Starting a business in Canada can easily overwhelm you with paperwork and protocol. This is especially true Especially if you are a company of 1 or 2 and you’re mopping your own bathroom floor.
One of the first, most important decisions you need to make is whether to run the business as a sole proprietor or incorporate.
The terms “Sole Proprietorship” and “Corporation” refer to the legal structure and ownership of a business.
The government gives you four options to choose from however these are the two most common (the others are Partnership and Co-operative)
There are pros and cons to each model. And we attempt to break them down here for you.
Sole Proprietorship
As a sole proprietor, you and the company are one. You file one tax return because your business taxes ARE your personal taxes. Apart from your tax file, you don’t have to sign legal documents to declare yourself a business. You have total power over what the company does, and also total responsibility for what happens to it. A sole proprietorship offers some enticing benefits. These include very low setup fees, instant start date and total control. The only people you have to be responsible to are the law, the CRA and your clients. You have the ability to deduct a number of business expenses from your income.

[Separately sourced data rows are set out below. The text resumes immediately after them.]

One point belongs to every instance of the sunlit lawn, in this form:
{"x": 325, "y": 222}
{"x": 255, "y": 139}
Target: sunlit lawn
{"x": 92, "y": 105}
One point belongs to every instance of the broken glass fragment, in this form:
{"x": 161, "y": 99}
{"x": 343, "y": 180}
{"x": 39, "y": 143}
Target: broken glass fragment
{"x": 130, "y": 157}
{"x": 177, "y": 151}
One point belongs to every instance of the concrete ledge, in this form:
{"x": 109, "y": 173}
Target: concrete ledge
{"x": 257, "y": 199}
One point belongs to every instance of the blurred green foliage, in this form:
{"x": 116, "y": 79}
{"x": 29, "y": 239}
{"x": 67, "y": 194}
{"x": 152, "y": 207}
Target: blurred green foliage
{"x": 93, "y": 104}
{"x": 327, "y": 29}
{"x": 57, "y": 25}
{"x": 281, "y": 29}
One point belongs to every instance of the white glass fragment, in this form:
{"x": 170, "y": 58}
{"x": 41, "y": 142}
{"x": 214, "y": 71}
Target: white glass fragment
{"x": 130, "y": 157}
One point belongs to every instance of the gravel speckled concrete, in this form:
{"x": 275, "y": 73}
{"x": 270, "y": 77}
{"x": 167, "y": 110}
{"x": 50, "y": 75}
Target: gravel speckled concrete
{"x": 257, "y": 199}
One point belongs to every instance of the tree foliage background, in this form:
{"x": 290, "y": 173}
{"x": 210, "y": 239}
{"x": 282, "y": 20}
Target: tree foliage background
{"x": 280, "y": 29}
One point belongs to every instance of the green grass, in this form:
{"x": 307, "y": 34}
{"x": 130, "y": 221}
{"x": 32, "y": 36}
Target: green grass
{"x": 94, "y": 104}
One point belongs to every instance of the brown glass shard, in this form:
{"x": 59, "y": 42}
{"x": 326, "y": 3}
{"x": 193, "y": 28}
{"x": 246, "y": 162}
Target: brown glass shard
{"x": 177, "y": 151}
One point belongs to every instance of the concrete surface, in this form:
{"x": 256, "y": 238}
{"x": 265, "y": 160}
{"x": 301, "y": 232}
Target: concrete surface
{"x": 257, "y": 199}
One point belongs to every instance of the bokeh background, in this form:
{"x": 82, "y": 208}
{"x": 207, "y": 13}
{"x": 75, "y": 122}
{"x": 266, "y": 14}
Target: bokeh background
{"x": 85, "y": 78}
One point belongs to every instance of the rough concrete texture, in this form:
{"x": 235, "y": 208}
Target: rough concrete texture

The downside of a sole proprietorship link directly with the benefits. You are entirely responsible for the business and any losses or claims made against it. These include incurred debt and lawsuits that may come your way via creditors or clients. Because the income of both you, and the company are seen as one, you may end up paying more in taxes if your profits put your income into a higher tax bracket.

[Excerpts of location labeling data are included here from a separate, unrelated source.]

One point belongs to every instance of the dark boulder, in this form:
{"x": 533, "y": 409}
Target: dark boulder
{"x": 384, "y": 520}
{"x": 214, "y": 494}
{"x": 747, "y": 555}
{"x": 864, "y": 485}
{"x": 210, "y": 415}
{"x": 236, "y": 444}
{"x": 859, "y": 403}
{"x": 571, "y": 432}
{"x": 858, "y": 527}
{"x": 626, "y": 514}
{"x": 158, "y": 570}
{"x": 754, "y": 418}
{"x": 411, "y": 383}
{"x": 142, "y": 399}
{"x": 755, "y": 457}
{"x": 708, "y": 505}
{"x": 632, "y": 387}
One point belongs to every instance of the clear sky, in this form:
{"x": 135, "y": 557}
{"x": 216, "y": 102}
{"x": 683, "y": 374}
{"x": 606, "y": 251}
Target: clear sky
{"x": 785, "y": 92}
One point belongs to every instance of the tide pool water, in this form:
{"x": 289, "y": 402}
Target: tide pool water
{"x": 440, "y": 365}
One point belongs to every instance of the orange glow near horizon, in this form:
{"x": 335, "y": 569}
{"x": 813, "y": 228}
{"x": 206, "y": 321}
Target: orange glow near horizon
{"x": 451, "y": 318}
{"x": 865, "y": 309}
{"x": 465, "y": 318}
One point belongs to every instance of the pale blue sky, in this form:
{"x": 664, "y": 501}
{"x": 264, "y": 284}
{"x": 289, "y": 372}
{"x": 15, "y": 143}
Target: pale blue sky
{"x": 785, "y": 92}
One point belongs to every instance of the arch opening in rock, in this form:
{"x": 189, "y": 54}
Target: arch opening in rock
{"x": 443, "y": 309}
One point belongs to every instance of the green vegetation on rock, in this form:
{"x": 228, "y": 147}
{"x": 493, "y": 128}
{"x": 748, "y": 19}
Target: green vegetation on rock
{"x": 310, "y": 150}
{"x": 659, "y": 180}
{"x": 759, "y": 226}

A sole proprietorship is a model typically suited to a low-risk, not-pouring-all-your-life-savings-into-launching kind of service. If the business is at risk of a lawsuit that could cost tens of thousands of dollars, then sole-proprietorship is maybe not the best choice.
Incorporation

By incorporating a business you are essential registering a company with the Canadian government which is treated as a separate entity. This opens doors for you both financially and legally.

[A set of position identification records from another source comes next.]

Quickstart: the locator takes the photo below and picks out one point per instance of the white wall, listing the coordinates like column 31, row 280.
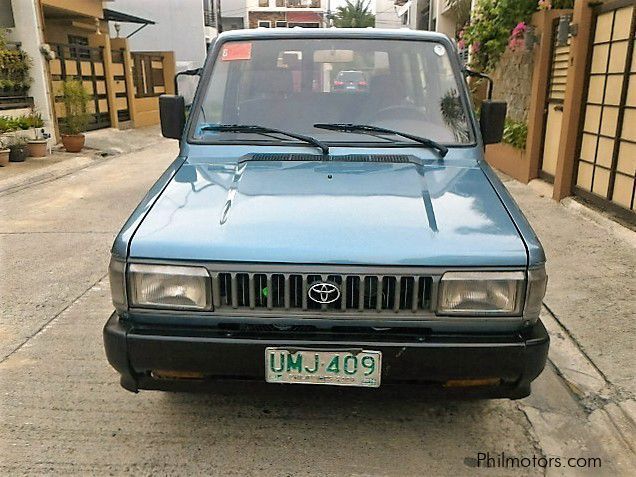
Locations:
column 235, row 8
column 179, row 27
column 385, row 16
column 28, row 32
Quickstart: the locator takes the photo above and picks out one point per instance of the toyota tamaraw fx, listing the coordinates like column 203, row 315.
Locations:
column 308, row 233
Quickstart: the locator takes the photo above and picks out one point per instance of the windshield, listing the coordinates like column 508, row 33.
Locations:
column 292, row 84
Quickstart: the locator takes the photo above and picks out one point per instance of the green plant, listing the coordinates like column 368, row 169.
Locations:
column 515, row 133
column 16, row 142
column 35, row 120
column 76, row 100
column 354, row 15
column 7, row 124
column 14, row 68
column 490, row 28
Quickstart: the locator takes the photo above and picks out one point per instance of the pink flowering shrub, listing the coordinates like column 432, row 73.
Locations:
column 516, row 40
column 544, row 5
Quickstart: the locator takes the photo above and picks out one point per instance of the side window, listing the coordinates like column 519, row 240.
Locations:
column 212, row 108
column 406, row 79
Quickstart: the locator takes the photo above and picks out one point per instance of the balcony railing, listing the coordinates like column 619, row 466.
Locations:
column 289, row 3
column 303, row 3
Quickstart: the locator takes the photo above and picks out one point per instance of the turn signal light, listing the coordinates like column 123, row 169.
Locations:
column 161, row 374
column 465, row 383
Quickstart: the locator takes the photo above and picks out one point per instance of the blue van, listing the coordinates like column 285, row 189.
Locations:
column 306, row 236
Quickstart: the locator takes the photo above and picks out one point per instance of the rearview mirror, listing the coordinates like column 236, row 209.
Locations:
column 491, row 121
column 172, row 115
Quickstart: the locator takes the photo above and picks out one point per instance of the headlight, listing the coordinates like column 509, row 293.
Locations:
column 481, row 293
column 165, row 286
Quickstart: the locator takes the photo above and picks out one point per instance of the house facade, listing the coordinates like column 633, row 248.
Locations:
column 286, row 13
column 582, row 111
column 70, row 39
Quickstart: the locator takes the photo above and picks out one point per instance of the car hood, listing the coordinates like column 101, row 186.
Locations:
column 331, row 212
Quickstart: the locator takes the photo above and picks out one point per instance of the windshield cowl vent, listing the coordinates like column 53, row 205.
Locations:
column 391, row 158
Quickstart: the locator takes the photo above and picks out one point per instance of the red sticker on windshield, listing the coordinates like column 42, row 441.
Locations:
column 236, row 51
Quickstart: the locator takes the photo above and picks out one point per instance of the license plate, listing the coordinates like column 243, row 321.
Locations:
column 335, row 367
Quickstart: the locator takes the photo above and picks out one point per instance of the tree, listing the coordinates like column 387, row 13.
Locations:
column 354, row 15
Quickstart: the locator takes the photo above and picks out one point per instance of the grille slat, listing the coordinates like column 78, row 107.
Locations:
column 396, row 294
column 258, row 292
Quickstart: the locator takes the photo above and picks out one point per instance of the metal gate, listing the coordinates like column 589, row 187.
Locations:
column 553, row 112
column 118, row 59
column 75, row 61
column 606, row 155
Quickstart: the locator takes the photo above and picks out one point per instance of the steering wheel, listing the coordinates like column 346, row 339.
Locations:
column 400, row 111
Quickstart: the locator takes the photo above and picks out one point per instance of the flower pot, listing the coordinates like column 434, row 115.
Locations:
column 37, row 148
column 18, row 153
column 73, row 142
column 4, row 157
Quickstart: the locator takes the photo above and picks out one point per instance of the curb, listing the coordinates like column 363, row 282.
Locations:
column 45, row 174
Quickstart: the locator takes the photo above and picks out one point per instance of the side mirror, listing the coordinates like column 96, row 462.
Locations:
column 491, row 121
column 172, row 115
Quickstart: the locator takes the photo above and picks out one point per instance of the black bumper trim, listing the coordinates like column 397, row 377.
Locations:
column 134, row 351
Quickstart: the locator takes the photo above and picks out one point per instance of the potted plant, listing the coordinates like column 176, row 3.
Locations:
column 37, row 145
column 7, row 125
column 76, row 120
column 4, row 153
column 18, row 149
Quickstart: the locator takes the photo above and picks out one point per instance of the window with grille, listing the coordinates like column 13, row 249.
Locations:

Incorporation protects your personal assets (life savings, homes, personal vehicles etc) from lawsuits and debt incurred by your company (with a few exceptions).
The company can also apply for corporate loans and grants, although until your company has an established income and ongoing profits, you might need to give a personal guarantee for any loans. Taxes become more complicated as you have to file twice, once for the company and once for yourself. The upside is that your personal taxes become much simpler, and the corporate taxes can usually be handled by an accountant for you, which is itself tax-deductible.
There are some other corporate overheads such as having a legal minute book and if you incorporate federally (as opposed to provincially) you will also have to complete an online return form to corporations Canada each year (takes about 5 minutes and costs around $60).
Incorporating can cost as little as $200 for some DIY options (easier with federal) or $1500 for a professional’s guidance, which includes paying government fees.
The huge upsides to incorporation are the ability to split income to employees, protect personal assets and develop a business entity that might be worth selling at some future date. Remember an incorporated company is its own entity, with shares and share options, which can be sold if considered valuable. As a sole proprietor, you are the business, so once you decide to stop work, the business you’ve built up is worthless.